Toomai’s original mission was to mount interactive concerts for young people, and that still makes up much of its work. It has a residency at a New York hospital through the agency of Carnegie Hall, and regularly visits schools, and in both cases the members engage in dialogue with their audiences about the music they’re playing.

Next month, Toomai does a tour of Los Angeles, and will bring this very same program to the Museum of Latin American Art in Long Beach. They also will present a program of contemporary music, including a commissioned piece by New York-based Vincent Raikhel, and will do its interactive concerts for students throughout Southern California, he said.

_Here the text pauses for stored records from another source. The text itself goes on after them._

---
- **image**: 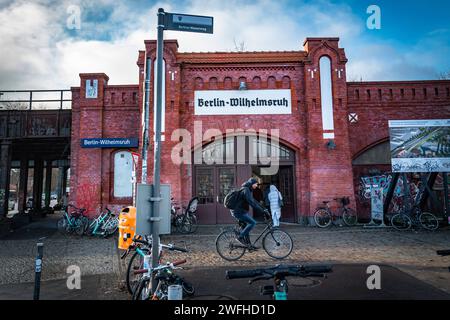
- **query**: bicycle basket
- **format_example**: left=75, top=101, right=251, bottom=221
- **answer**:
left=341, top=197, right=350, bottom=206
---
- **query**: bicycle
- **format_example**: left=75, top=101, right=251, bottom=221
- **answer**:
left=225, top=265, right=332, bottom=300
left=85, top=208, right=119, bottom=238
left=314, top=197, right=358, bottom=228
left=171, top=197, right=198, bottom=234
left=216, top=217, right=294, bottom=261
left=391, top=205, right=439, bottom=231
left=132, top=259, right=195, bottom=300
left=120, top=236, right=188, bottom=294
left=56, top=205, right=87, bottom=236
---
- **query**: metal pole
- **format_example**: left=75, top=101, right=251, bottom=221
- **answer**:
left=442, top=172, right=450, bottom=223
left=33, top=242, right=44, bottom=300
left=152, top=8, right=164, bottom=292
left=141, top=57, right=152, bottom=184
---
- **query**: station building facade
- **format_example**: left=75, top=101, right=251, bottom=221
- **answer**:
left=70, top=38, right=450, bottom=224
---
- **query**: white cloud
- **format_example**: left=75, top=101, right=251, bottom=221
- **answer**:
left=0, top=0, right=449, bottom=89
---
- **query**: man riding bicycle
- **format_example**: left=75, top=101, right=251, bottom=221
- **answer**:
left=230, top=178, right=270, bottom=249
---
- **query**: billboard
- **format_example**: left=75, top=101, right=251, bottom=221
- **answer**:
left=389, top=119, right=450, bottom=172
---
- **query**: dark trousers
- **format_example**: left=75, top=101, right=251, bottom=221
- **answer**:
left=233, top=213, right=256, bottom=238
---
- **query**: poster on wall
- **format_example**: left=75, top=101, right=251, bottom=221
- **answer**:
left=389, top=119, right=450, bottom=172
left=371, top=185, right=384, bottom=220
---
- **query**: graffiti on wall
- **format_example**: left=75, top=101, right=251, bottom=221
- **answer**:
left=75, top=183, right=100, bottom=217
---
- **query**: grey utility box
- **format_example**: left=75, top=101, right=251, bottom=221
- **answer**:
left=136, top=183, right=171, bottom=235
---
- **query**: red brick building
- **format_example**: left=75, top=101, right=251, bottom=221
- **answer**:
left=70, top=38, right=450, bottom=224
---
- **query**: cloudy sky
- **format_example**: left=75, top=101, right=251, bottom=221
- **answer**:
left=0, top=0, right=450, bottom=90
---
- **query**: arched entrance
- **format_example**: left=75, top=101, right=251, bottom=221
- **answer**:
left=192, top=136, right=297, bottom=224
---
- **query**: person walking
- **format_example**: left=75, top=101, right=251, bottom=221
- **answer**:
left=267, top=184, right=283, bottom=227
left=230, top=178, right=269, bottom=249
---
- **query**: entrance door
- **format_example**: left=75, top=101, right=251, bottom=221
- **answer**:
left=195, top=167, right=216, bottom=224
left=279, top=166, right=295, bottom=222
left=216, top=166, right=236, bottom=224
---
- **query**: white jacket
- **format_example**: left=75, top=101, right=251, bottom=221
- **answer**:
left=267, top=185, right=283, bottom=212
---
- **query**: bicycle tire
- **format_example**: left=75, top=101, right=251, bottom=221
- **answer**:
left=56, top=217, right=68, bottom=235
left=125, top=248, right=150, bottom=294
left=342, top=208, right=358, bottom=227
left=216, top=230, right=246, bottom=261
left=419, top=212, right=439, bottom=231
left=180, top=214, right=192, bottom=234
left=190, top=214, right=198, bottom=233
left=75, top=218, right=84, bottom=237
left=131, top=278, right=152, bottom=300
left=262, top=229, right=294, bottom=260
left=391, top=213, right=412, bottom=231
left=314, top=209, right=332, bottom=228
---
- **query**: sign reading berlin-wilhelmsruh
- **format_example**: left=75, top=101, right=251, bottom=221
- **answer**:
left=164, top=12, right=214, bottom=33
left=389, top=119, right=450, bottom=172
left=194, top=89, right=292, bottom=115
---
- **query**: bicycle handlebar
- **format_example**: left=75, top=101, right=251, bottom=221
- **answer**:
left=134, top=259, right=187, bottom=274
left=436, top=250, right=450, bottom=256
left=225, top=265, right=333, bottom=279
left=134, top=239, right=188, bottom=252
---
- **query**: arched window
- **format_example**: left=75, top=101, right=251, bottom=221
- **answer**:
left=113, top=151, right=133, bottom=198
left=320, top=56, right=334, bottom=139
left=153, top=59, right=166, bottom=133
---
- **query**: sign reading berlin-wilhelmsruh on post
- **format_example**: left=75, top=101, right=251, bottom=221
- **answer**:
left=389, top=119, right=450, bottom=172
left=164, top=12, right=214, bottom=33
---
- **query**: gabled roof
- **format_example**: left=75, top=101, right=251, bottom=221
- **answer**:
left=177, top=51, right=307, bottom=64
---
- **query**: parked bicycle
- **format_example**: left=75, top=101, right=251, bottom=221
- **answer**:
left=171, top=197, right=198, bottom=234
left=391, top=205, right=439, bottom=231
left=225, top=265, right=332, bottom=300
left=314, top=197, right=358, bottom=228
left=132, top=259, right=195, bottom=300
left=56, top=205, right=88, bottom=236
left=85, top=208, right=119, bottom=238
left=121, top=236, right=187, bottom=294
left=216, top=217, right=294, bottom=261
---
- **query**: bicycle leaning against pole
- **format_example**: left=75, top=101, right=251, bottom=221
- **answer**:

Toomai, which is hoping to raise enough money to do some recording next year, benefits from today’s eclectic music scene, in which old barriers and genre restrictions have loosened considerably. Its members have distinctly different tastes, and its concerts reflect that.

“A lot of us are avid about the contemporary music scene in New York, and because of that, we’re really passionate about premiering new works for the instrumentation because we just want to play new music,” he said, adding that its popularly oriented selections have include Roma songs as well as the Latin American pieces. “It’s a mix of everybody’s different influences, and we try to include that in all the concerts.”

That doesn’t mean that the older repertoire is pushed to one side, though.

“We do play a lot of classical music still,” Roitstein said. “It’s just that the palate is a lot more open right now.”